January 29, 2017
Moving With Grace & Ease
Paul Parish READ TIME: 4 MIN.
San Francisco Ballet took possession of the entire Civic Center last Thursday for a Gala opening night that ran from dinner until well past Midnight, and tout le monde was there. The entire evening was sold out, all the dinners, the show at the Opera House, and the ball afterwards. The last dance came around 1 a.m. It was a glorious evening; in fact, it felt kind of like a blow-out, since there was nobody there who didn't know that tomorrow would come, the Inauguration of a new President whom our town despises. After seeing the wonderful dancing - on stage, and from the crowd of dancers tearing it up on the dance floor in City Hall after the show - it was hard not to be appalled by the following day's staggeringly graceless "First Dance" for the First Couple at their inaugural ball.
The performances at the ballet's 84th anniversary gala were designed to show off the fabulous motor skills of the troupe, which has made itself, in the last few decades, internationally famous. It seemed like a mighty long time since we'd seen them ourselves, they've been out of the Opera House so long, not counting "Nutcracker," which though of course it is ballet, has become such a chestnut there's no novelty left.
Ballet is a vanishing act - like a fireworks display, it relies for its most brilliant effects on creating an image that flashes like a meteor in the dark and then is gone. The miracle is that we see human beings in the midst of this dizzying whirl.
A gala's aesthetic is that of a benefit. It's a first-class entertainment, with solos, duets, and small ensembles succeeding each other rapidly in contrasting styles, to create a vision of an ideal peer group and an image of the diversity of the city they represent. Coming from widely mixed backgrounds, these dancers make a community of talent who exhaust the possibilities of moving with grace and ease through every possible physical challenge. They look as light as the sparkles in a fireworks fiesta.
Amid the stars on the show, the warm humanity of Sarah van Patten stood out in a disarmingly simple duet by Trey McIntyre about high-school sweethearts. "Presentce" [sic] is the awful title of a wonderful dance that seemed custom-made to welcome her back after a year's absence. Did McIntyre know when he used "Hello Stranger" that the song would be revived by the movie Moonlight and return briefly to the top of the charts? From the first "She bop, she bop, my baby," the audience fell into a swoon, and as she danced with her very hunky guy (Luke Ingham, who looks great in jeans and a white shirt), everything floats in a sock-hop dream until one especially ecstatic lift brings her down with her skirt having drifted down over his head. Her smile as she unveils his face revealed such love, we all laughed, but only to keep from crying, it was so sweet and so touching.

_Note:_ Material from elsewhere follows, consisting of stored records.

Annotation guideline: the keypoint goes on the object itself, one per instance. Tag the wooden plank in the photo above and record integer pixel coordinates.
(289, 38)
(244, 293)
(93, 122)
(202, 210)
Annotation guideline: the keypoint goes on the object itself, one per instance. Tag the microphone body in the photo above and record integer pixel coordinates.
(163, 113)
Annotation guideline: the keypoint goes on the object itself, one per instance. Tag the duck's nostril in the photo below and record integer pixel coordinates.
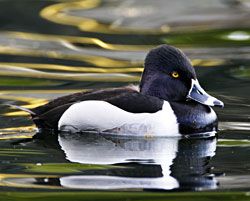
(218, 103)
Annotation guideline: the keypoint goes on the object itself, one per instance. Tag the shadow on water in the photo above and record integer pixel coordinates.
(55, 47)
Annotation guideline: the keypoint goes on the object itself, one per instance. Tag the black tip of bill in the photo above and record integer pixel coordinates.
(198, 94)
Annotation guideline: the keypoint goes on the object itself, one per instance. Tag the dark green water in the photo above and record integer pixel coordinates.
(52, 48)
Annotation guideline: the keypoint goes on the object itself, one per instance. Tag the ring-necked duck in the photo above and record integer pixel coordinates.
(169, 101)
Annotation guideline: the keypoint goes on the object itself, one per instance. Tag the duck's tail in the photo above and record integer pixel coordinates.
(23, 109)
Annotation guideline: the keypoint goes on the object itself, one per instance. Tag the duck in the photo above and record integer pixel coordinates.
(169, 101)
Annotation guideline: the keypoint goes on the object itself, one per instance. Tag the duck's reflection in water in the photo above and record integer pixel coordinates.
(144, 163)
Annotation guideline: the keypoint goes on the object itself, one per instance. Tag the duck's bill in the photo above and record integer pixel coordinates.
(198, 94)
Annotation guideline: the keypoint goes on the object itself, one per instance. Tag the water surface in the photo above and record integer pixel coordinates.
(52, 48)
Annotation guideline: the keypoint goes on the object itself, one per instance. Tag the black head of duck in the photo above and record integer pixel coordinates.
(170, 101)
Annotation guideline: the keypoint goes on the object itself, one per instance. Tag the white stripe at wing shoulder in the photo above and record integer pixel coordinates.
(103, 116)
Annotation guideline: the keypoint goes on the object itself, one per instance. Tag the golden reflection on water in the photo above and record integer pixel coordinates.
(57, 13)
(79, 40)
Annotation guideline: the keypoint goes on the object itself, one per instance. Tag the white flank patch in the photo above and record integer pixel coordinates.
(102, 116)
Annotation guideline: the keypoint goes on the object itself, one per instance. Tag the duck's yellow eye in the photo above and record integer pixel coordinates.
(175, 74)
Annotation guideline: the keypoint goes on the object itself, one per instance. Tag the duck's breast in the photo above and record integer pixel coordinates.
(102, 116)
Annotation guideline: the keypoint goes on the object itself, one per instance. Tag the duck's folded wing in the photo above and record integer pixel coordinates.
(128, 100)
(81, 96)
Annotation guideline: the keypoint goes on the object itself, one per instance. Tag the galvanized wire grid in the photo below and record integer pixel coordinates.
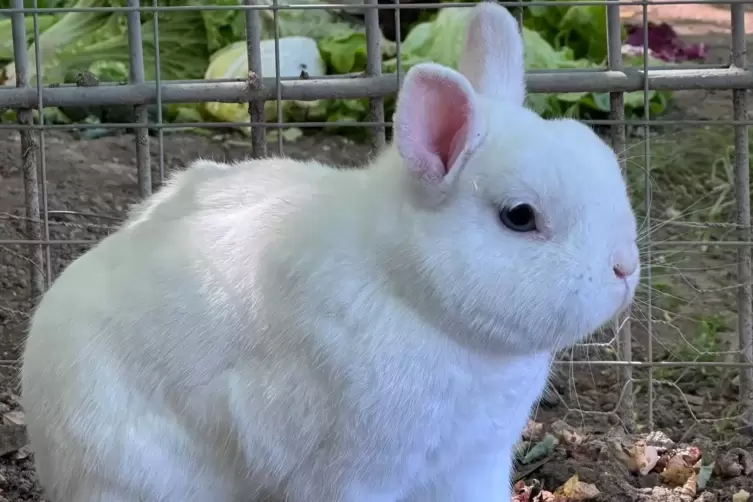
(616, 79)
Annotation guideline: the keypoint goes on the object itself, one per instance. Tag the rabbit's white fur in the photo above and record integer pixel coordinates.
(324, 335)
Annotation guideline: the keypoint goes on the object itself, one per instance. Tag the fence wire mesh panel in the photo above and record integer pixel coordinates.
(102, 100)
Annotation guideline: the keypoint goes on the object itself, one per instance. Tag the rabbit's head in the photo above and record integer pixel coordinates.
(524, 238)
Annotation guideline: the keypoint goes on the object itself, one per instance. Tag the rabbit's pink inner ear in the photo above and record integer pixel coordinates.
(492, 58)
(432, 121)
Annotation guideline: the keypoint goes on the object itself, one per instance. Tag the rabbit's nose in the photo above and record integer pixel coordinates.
(625, 262)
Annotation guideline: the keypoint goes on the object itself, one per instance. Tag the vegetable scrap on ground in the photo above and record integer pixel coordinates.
(88, 48)
(615, 466)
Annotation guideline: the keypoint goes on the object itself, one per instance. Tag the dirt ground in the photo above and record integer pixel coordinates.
(91, 183)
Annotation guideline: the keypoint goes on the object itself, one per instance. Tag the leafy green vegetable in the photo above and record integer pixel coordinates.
(582, 29)
(345, 53)
(6, 33)
(441, 40)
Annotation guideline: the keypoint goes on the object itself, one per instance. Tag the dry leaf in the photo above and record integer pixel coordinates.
(659, 439)
(704, 474)
(688, 488)
(574, 490)
(643, 457)
(13, 418)
(567, 434)
(677, 475)
(533, 431)
(741, 496)
(542, 449)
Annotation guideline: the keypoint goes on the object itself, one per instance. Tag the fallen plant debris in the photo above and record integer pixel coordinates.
(654, 468)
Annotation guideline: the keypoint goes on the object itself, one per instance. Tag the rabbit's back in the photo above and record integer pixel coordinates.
(137, 342)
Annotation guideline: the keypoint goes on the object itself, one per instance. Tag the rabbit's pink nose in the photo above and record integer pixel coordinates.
(626, 262)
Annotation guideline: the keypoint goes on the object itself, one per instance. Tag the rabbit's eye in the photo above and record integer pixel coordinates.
(521, 218)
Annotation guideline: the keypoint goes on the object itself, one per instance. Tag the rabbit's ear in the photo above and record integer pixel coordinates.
(437, 122)
(492, 59)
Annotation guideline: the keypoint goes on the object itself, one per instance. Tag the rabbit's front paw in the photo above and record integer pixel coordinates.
(487, 480)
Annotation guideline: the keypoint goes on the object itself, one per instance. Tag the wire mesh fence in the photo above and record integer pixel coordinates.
(30, 95)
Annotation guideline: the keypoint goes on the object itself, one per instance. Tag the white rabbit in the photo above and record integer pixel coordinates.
(326, 335)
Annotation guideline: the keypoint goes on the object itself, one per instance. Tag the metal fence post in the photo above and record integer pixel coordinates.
(617, 114)
(742, 195)
(141, 111)
(29, 155)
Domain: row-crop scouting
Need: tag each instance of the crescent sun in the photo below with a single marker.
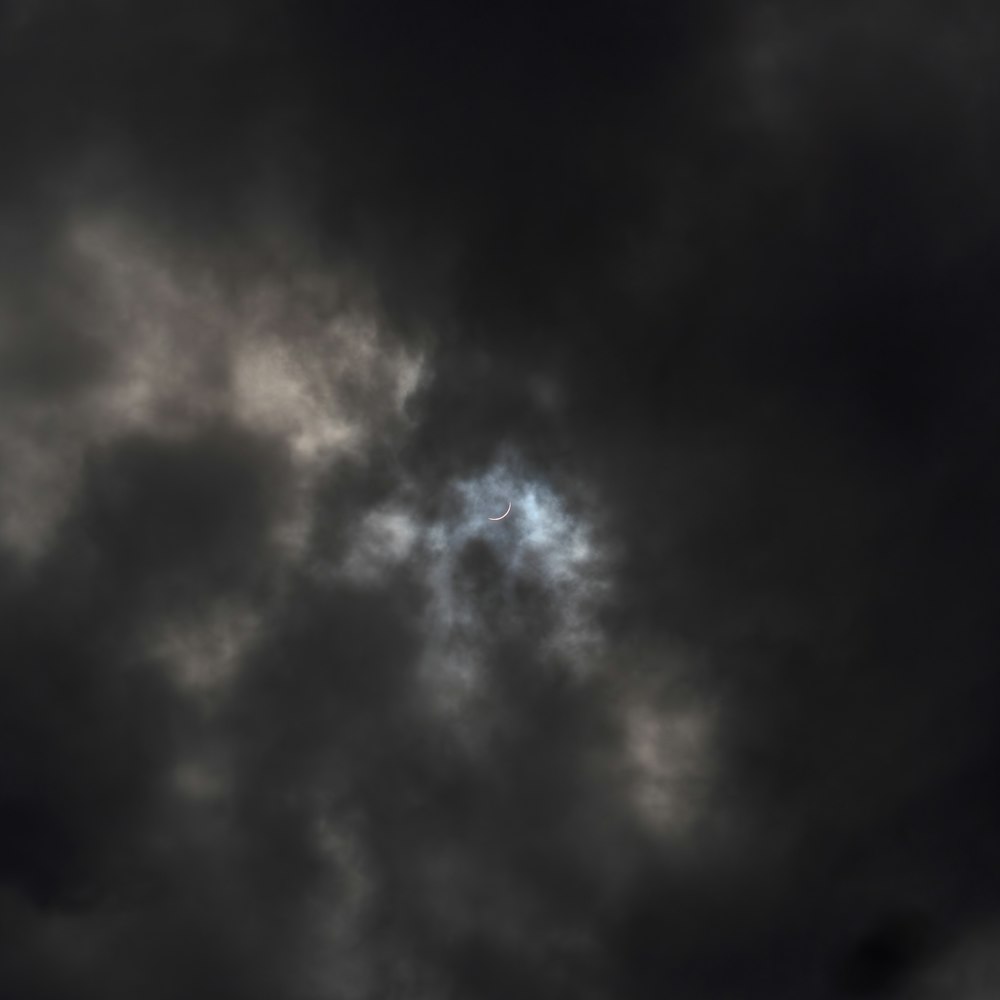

The other romantic duets of the evening all paled beside that. They displayed fantastic motor skills, and the "Flames of Paris" pas de deux revealed colossal brio from both Vanessa Zahorian and Taras Domitro, but the expressive content did not match the heroic spirit with which the physical challenges were met.
The second half of the program unleashed a storm of brilliant dancing by the corps de ballet in Benjamin Millepied's setting of John Adams' "The Chairman Dances," a spin-off from his opera "Nixon in China." Elizabeth Powell was a thrilling member of the corps, the principals were Maria Kochetkova and the astonishingly light and fleet Carlo di Lanno. Joseph Walsh dispatched "The Boogie Woogie Bugle Boy" with the flair it requires, but also with the poignancy that Paul Taylor built into his great ballet Company B, from which it is an extract. It's a portrait of the world on the verge of WWII, of many soldiers going to their deaths. Walsh jumped, darted, spun and whirled, he snapped his fingers with a world of cool, and as he made his exit he fell down dead.
The evening ended with a magnificent whirl of corps dancing in the Polonaise from Balanchine's "Diamonds." The stage is crowded with corps dancers moving in a controlled chaos of interlaced vectors, with the ballerina Sophiane Sylve gleaming in majesty, making the whole picture compose.
It was all a foretaste of the brilliant season to come, which begins next week, with alternating triple bills of contemporary work. In an evening of quick star turns for all the company's top-ranked dancers, many performers stood out. From the lower ranks, Francisco Mungamba, Diego Cruz, Deniel Deivison-Oliveria, Anthony Vincent, and Angelo Greco stood out in happy dazzle, and the new principal dancer Aaron Robison promises great things. I look forward to seeing them in the repertory season ahead.